His classes provide the kind of experience vital for graduates to land jobs in the profession. His work with students in internships and practicum allows them to produce media products for nonprofit organizations. This work allows students to apply what they learn in their classes, while teaching them professionalism, and helping them build resume tapes so they have experience and samples to show prospective employers.

“In this setting, the students learn not only the workplace skills they need in editing, camera work, lighting, and production, but they also learn how to work with a client and the professionalism that is part of that relationship,” said Dr. Jamie Byrne, associate dean of the College of Professional Studies.
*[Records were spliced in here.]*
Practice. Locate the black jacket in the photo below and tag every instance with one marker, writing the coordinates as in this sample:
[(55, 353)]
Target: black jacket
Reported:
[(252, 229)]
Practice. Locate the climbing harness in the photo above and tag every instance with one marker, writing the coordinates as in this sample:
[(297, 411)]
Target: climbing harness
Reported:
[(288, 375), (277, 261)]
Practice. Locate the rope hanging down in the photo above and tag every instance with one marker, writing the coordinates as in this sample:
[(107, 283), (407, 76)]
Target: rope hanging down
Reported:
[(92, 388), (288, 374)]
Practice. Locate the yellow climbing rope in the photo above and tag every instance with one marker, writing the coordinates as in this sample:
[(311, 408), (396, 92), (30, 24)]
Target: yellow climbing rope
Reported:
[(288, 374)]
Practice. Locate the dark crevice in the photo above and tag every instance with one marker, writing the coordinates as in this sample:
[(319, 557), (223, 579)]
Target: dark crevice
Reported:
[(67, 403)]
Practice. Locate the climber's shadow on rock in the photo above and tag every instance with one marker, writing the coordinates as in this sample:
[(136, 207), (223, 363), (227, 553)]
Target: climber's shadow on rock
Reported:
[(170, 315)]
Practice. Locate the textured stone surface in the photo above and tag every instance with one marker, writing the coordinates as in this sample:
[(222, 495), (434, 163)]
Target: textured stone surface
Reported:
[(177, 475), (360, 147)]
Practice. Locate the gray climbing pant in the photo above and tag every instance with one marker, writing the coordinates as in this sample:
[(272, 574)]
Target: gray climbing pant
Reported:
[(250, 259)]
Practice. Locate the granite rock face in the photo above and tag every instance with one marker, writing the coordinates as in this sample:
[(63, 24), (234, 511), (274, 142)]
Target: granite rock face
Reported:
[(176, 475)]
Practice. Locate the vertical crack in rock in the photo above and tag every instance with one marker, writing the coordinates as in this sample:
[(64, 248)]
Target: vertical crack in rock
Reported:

Weekley’s students have produced a series of podcasts for the Department of Arkansas Heritage for the state’s Civil War Sesquicentennial Commission. The popular series of 30 podcasts about Arkansas in the Civil War are being repurposed for teachers who want to use them as teaching tools. A “Stop Meth” documentary for the Saline County Prosecutor’s Office was featured in the Ozark Foothills Film Festival in Batesville and has been incorporated in the MidSouth Summer School training conference for social workers.

“The thing I appreciated most was that Professor Weekley has worked in the industry,” said student Rita Tuggle. “If you were doing something wrong or something that would get you fired in the working world, he didn’t sugar coat it. He gave us real commercial experience in the classroom. That kind of knowledge you can’t get just anywhere.”

Weekley, instructor and production supervisor of mass communication, earned a B.A. degree in radio and television from the University of Houston in 1980, a bachelor of theology degree from The Way College of Biblical Research, Indiana Campus in 1987, and an M.Ed. degree in instructional resources in education from UA Little Rock in 2000.